Thor nodded. Slowly, with the weight of someone making a decision.

"The Allfather's archives may have more," he said. "If the Uzumaki seal was referenced in the primary records, there may be additional context. Information about the Hunger Between Stars that your ancestor didn't have when she built the seal." He paused. "I will return to Asgard after this operation and search the archives personally."

"That would be useful," Naruto said.

"It would also give me a reason to avoid the reconstruction committee meeting Sif has been organizing for three months," Thor said, with the expression of a man who had just identified an additional benefit. "So the arrangement serves multiple purposes."

Tony made a sound that might have been a suppressed laugh.

Bruce Banner arrived via video call — physically he was in Geneva, where his research on the Infinity Residue had been based for the past year, and the transit time made physical presence impractical given the timeline.

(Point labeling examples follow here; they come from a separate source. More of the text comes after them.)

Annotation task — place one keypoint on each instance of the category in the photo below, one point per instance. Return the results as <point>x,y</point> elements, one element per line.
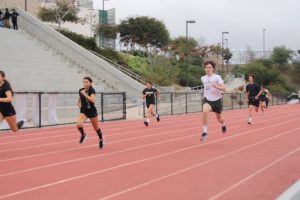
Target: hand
<point>83,92</point>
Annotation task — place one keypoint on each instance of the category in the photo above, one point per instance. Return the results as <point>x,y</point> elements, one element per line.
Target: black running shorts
<point>90,113</point>
<point>252,101</point>
<point>7,110</point>
<point>216,106</point>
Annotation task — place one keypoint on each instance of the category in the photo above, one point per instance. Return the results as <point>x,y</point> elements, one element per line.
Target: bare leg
<point>82,118</point>
<point>11,120</point>
<point>95,124</point>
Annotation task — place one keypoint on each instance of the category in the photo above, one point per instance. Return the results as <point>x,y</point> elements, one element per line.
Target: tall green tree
<point>65,10</point>
<point>281,56</point>
<point>190,75</point>
<point>296,72</point>
<point>143,31</point>
<point>178,46</point>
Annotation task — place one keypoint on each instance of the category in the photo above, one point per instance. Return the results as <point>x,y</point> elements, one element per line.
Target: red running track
<point>164,161</point>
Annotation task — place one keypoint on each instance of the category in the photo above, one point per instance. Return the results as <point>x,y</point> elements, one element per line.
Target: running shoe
<point>82,138</point>
<point>224,129</point>
<point>203,136</point>
<point>101,143</point>
<point>20,123</point>
<point>157,118</point>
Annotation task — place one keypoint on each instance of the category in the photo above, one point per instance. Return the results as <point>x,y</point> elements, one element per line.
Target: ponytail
<point>6,81</point>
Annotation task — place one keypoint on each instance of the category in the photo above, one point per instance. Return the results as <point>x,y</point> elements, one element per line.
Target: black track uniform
<point>253,90</point>
<point>88,108</point>
<point>150,98</point>
<point>6,109</point>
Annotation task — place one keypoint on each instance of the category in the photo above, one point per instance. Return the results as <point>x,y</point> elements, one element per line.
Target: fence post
<point>156,105</point>
<point>40,109</point>
<point>144,114</point>
<point>124,105</point>
<point>171,103</point>
<point>240,102</point>
<point>102,106</point>
<point>231,101</point>
<point>186,111</point>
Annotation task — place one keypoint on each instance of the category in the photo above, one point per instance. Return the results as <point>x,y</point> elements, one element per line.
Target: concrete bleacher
<point>30,66</point>
<point>37,58</point>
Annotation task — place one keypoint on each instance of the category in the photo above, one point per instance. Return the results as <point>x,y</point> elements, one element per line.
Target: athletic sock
<point>205,129</point>
<point>81,130</point>
<point>99,133</point>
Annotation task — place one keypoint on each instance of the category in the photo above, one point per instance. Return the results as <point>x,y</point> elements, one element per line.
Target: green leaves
<point>143,31</point>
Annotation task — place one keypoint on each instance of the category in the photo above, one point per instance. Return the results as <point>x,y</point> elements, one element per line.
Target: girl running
<point>149,94</point>
<point>86,103</point>
<point>213,86</point>
<point>253,91</point>
<point>7,110</point>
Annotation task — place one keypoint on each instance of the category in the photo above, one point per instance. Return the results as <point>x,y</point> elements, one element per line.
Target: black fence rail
<point>191,102</point>
<point>58,108</point>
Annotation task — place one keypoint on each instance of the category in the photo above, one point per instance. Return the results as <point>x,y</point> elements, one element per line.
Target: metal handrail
<point>125,70</point>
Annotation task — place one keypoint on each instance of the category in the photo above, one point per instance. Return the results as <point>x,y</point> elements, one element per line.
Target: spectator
<point>14,16</point>
<point>5,18</point>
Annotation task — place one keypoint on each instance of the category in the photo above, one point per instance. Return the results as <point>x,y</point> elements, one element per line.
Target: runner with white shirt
<point>213,85</point>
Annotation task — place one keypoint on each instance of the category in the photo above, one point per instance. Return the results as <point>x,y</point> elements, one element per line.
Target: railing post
<point>231,101</point>
<point>144,107</point>
<point>156,103</point>
<point>240,102</point>
<point>171,103</point>
<point>124,105</point>
<point>186,108</point>
<point>40,109</point>
<point>102,107</point>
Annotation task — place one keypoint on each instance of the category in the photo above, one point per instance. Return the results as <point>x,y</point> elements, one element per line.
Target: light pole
<point>186,37</point>
<point>223,33</point>
<point>264,30</point>
<point>91,21</point>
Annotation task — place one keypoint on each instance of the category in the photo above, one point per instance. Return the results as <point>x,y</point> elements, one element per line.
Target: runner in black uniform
<point>149,94</point>
<point>253,91</point>
<point>7,110</point>
<point>86,103</point>
<point>262,99</point>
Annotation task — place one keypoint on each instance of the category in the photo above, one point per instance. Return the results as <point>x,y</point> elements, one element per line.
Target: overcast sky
<point>244,19</point>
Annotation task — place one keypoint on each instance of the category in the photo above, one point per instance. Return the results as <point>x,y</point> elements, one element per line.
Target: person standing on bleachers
<point>5,18</point>
<point>14,19</point>
<point>7,110</point>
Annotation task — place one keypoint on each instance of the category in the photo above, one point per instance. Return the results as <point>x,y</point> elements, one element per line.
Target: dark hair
<point>210,62</point>
<point>251,76</point>
<point>88,78</point>
<point>5,81</point>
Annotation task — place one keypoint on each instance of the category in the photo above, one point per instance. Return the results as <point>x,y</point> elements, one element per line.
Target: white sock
<point>205,129</point>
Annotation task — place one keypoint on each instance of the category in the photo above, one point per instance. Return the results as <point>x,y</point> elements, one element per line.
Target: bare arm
<point>260,92</point>
<point>220,87</point>
<point>79,102</point>
<point>8,98</point>
<point>91,98</point>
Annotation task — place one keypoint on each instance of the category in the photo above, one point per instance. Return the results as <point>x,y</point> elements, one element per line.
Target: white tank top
<point>211,93</point>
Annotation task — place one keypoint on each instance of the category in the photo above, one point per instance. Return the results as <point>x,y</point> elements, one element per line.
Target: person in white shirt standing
<point>212,92</point>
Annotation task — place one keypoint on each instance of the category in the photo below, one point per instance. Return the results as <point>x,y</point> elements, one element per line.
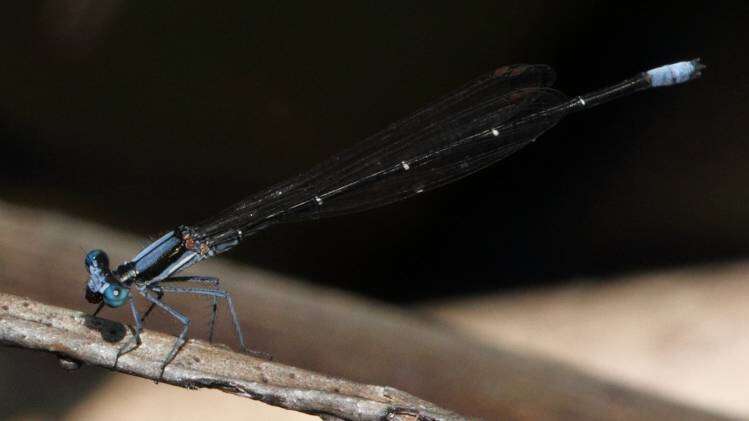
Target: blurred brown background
<point>143,115</point>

He was on the main screen, his connection stable, and he had clearly been awake and working since the facility operation because the stack of papers beside him had grown significantly and he had the particular focused energy of a scientist who had found a problem that had his complete attention.

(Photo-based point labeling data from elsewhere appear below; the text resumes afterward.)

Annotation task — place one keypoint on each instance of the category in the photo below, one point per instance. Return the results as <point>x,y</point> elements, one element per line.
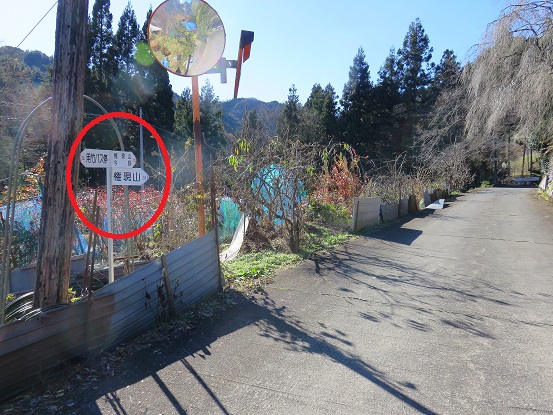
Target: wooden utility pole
<point>198,154</point>
<point>56,227</point>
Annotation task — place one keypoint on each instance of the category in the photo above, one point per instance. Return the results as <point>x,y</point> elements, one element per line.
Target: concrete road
<point>449,312</point>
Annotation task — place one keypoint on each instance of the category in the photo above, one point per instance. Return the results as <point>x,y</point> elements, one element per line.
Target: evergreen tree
<point>126,38</point>
<point>448,71</point>
<point>183,116</point>
<point>320,115</point>
<point>211,121</point>
<point>414,66</point>
<point>415,76</point>
<point>101,68</point>
<point>387,105</point>
<point>288,124</point>
<point>357,104</point>
<point>329,112</point>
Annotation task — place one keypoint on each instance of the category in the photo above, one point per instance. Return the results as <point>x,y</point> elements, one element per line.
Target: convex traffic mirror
<point>187,37</point>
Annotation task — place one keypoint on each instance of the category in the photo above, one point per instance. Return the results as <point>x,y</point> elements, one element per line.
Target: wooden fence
<point>366,212</point>
<point>117,312</point>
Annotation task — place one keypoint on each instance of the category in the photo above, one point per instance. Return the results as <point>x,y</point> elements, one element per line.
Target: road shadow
<point>271,322</point>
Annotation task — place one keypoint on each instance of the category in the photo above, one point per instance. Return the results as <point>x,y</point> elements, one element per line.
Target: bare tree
<point>269,178</point>
<point>510,84</point>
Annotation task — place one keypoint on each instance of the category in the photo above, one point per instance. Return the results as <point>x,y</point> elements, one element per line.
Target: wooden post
<point>57,218</point>
<point>215,225</point>
<point>198,153</point>
<point>167,280</point>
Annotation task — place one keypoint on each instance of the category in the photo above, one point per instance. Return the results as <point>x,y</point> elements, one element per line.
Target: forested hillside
<point>424,108</point>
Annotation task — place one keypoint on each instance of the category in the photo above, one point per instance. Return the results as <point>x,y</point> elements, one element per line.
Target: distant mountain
<point>38,62</point>
<point>234,109</point>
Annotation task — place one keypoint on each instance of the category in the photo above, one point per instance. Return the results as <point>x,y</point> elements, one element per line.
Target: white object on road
<point>438,204</point>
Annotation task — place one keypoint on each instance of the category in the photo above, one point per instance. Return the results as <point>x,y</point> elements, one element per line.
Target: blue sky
<point>296,42</point>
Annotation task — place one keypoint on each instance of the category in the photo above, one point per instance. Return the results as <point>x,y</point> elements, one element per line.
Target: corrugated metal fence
<point>117,312</point>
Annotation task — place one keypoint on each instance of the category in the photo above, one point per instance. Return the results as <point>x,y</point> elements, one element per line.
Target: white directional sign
<point>107,158</point>
<point>124,159</point>
<point>119,171</point>
<point>96,158</point>
<point>126,177</point>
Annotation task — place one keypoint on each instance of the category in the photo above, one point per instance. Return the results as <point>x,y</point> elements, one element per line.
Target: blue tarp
<point>267,181</point>
<point>27,216</point>
<point>229,217</point>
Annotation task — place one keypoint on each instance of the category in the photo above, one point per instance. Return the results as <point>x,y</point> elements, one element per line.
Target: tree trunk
<point>56,227</point>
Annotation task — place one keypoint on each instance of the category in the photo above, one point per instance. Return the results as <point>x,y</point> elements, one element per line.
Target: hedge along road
<point>449,311</point>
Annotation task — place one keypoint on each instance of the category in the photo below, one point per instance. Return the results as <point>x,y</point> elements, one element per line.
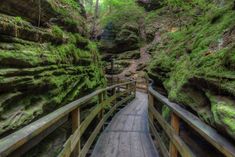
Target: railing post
<point>114,93</point>
<point>101,99</point>
<point>118,81</point>
<point>151,103</point>
<point>75,125</point>
<point>175,124</point>
<point>134,84</point>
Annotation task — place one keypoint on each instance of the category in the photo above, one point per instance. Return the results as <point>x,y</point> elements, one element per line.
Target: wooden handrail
<point>176,142</point>
<point>24,139</point>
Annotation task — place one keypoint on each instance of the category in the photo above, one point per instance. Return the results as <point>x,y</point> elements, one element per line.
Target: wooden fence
<point>18,143</point>
<point>178,147</point>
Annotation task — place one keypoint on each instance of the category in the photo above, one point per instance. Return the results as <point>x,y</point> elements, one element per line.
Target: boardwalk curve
<point>127,135</point>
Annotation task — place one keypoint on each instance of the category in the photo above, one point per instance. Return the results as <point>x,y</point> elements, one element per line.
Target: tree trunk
<point>96,15</point>
<point>233,5</point>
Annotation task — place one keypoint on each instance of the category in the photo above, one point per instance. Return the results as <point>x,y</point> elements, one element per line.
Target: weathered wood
<point>183,149</point>
<point>158,140</point>
<point>14,141</point>
<point>210,134</point>
<point>66,152</point>
<point>175,124</point>
<point>36,140</point>
<point>75,114</point>
<point>127,135</point>
<point>91,139</point>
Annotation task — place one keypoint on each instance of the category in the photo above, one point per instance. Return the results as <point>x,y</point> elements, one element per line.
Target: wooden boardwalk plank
<point>127,135</point>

"The modified rekeying parameters," Bruce said, without preamble, when Tony brought him into the briefing. "I've been running independent models. FRIDAY's estimates are conservative — I think the actual chakra expenditure for keying the seal to your specific signature might be higher than projected."

"Higher than thirty-five percent," Naruto said.

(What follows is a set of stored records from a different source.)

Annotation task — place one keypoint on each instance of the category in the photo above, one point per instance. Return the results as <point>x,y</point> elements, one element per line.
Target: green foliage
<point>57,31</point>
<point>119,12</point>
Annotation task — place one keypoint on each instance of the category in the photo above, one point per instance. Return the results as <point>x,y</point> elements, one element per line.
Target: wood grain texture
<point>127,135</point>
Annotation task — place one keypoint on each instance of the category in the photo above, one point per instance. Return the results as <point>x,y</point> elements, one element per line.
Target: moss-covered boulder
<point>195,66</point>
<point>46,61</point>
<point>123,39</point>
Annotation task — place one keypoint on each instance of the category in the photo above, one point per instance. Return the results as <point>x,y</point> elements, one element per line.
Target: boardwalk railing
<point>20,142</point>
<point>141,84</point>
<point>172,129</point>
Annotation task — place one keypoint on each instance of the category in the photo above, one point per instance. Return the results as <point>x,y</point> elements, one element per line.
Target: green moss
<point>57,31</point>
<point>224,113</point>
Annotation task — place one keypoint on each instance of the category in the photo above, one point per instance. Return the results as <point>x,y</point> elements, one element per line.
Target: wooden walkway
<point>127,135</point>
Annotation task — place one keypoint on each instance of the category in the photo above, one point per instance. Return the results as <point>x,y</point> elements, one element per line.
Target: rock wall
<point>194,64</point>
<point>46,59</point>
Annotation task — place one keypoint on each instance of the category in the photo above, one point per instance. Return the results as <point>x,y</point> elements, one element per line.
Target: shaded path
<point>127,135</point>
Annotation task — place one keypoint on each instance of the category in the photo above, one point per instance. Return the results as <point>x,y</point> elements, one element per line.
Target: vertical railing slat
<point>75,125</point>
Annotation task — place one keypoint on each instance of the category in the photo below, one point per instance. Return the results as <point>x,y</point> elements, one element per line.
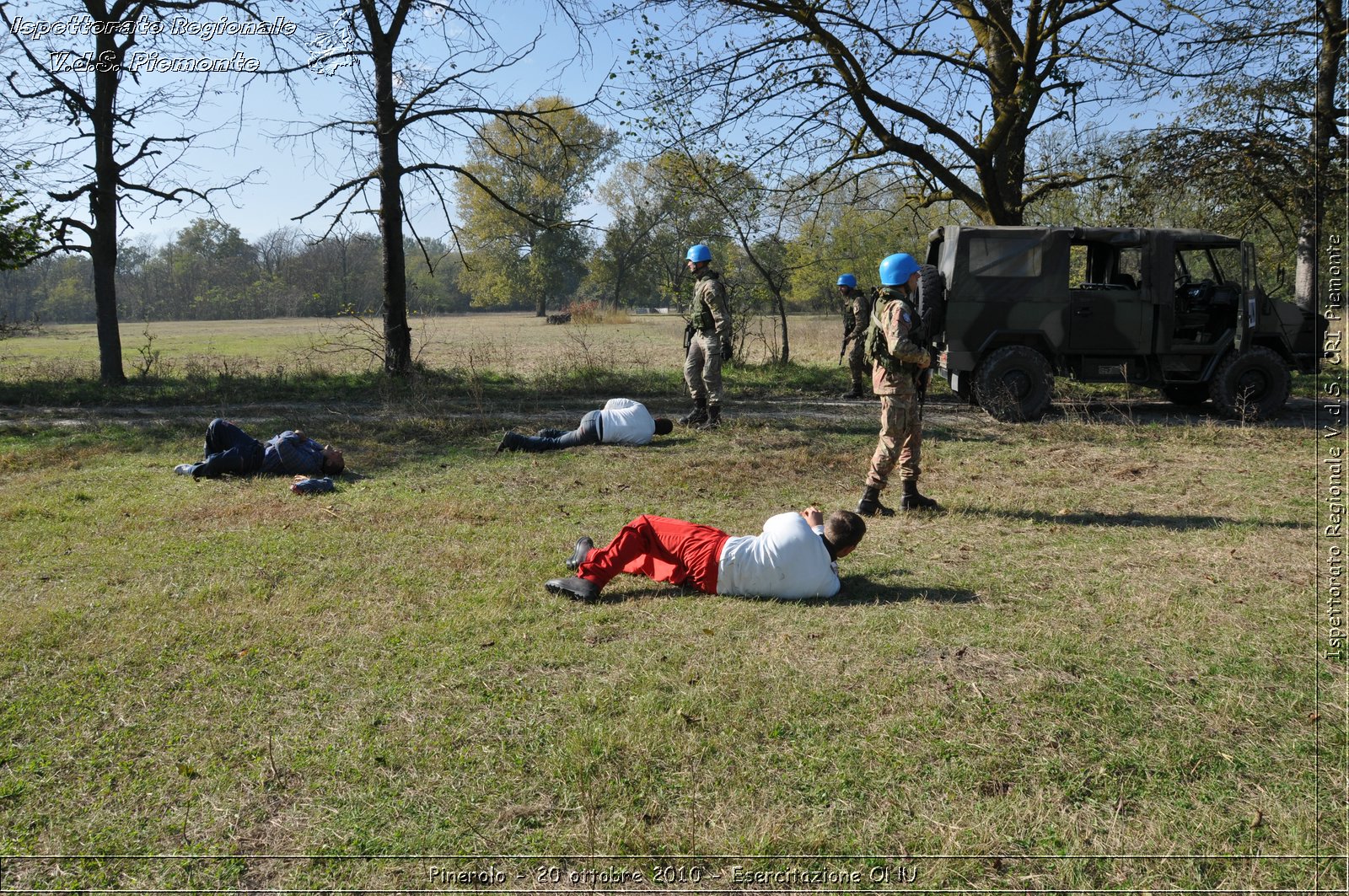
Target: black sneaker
<point>573,587</point>
<point>583,547</point>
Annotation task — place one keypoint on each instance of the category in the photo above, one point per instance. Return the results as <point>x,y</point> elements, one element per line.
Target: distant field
<point>1094,671</point>
<point>508,343</point>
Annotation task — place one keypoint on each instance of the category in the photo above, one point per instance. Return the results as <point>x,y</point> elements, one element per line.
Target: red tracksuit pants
<point>658,548</point>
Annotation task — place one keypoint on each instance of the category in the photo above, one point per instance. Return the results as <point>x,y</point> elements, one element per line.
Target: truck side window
<point>993,256</point>
<point>1103,267</point>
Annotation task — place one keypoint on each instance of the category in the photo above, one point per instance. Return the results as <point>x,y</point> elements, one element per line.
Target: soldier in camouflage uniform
<point>897,365</point>
<point>857,314</point>
<point>710,341</point>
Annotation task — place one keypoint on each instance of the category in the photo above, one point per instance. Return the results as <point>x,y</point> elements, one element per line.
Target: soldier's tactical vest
<point>877,350</point>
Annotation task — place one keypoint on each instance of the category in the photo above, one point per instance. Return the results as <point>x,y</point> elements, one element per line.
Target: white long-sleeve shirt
<point>787,561</point>
<point>626,422</point>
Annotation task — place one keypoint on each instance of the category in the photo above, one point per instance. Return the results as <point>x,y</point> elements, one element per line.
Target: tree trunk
<point>1330,15</point>
<point>398,341</point>
<point>782,318</point>
<point>103,206</point>
<point>1305,271</point>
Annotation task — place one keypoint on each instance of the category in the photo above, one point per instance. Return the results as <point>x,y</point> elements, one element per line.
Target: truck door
<point>1106,314</point>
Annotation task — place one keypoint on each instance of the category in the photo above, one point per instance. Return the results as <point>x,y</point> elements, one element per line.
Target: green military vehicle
<point>1008,308</point>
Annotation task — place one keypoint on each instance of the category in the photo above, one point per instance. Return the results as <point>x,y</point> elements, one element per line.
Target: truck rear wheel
<point>1013,384</point>
<point>1252,385</point>
<point>1186,394</point>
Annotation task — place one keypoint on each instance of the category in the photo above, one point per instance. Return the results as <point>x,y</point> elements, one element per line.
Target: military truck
<point>1008,308</point>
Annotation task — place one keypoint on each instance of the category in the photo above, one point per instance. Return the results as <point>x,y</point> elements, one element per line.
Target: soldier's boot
<point>698,415</point>
<point>911,498</point>
<point>870,503</point>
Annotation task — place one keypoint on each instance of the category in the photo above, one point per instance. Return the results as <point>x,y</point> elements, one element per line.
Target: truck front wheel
<point>1013,384</point>
<point>1251,386</point>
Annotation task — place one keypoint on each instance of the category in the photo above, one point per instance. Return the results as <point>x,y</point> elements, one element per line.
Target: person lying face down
<point>231,449</point>
<point>796,556</point>
<point>621,421</point>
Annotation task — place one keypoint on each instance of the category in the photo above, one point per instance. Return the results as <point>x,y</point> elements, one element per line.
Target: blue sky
<point>239,127</point>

"Possibly," Bruce said. "The challenge is that we're essentially asking the seal to recognize a chakra signature it's never encountered. Mito built the seal before you existed. The counter-configuration has to be written in a language the seal understands, which means translating your specific chakra signature into the sealing grammar she used." He paused. "I've been working on the translation framework. It's not straightforward."

"Can it be done," Naruto said.

"Yes," Bruce said. "But it will require active input from you during the translation process. Not just chakra output — specific. I need your chakra signature characterized at a level of detail that lets us build the lock correctly."

"How do you characterize it," Naruto said.

"Meditation output while I monitor," Bruce said. "You generate a controlled chakra expression and FRIDAY records the specific pattern. We build the translation from the recorded pattern." He paused. "It would take about an hour. We should do it before you go into the modification procedure."

"When do you need me ready," Naruto said.

"The sooner the better," Bruce said. "But your recovery takes priority. The procedure requires what it requires."

"Seventeen hours," Naruto said. "I need seventeen more hours of recovery. We run the signature characterization at hour fifteen, which gives the translation framework two hours of build time before the procedure."

"That works," Bruce said.

Tony looked at the clock. "That puts the procedure at approximately midnight tonight." He looked around the room. "HYDRA has seventeen hours to attempt a recovery of the crystals."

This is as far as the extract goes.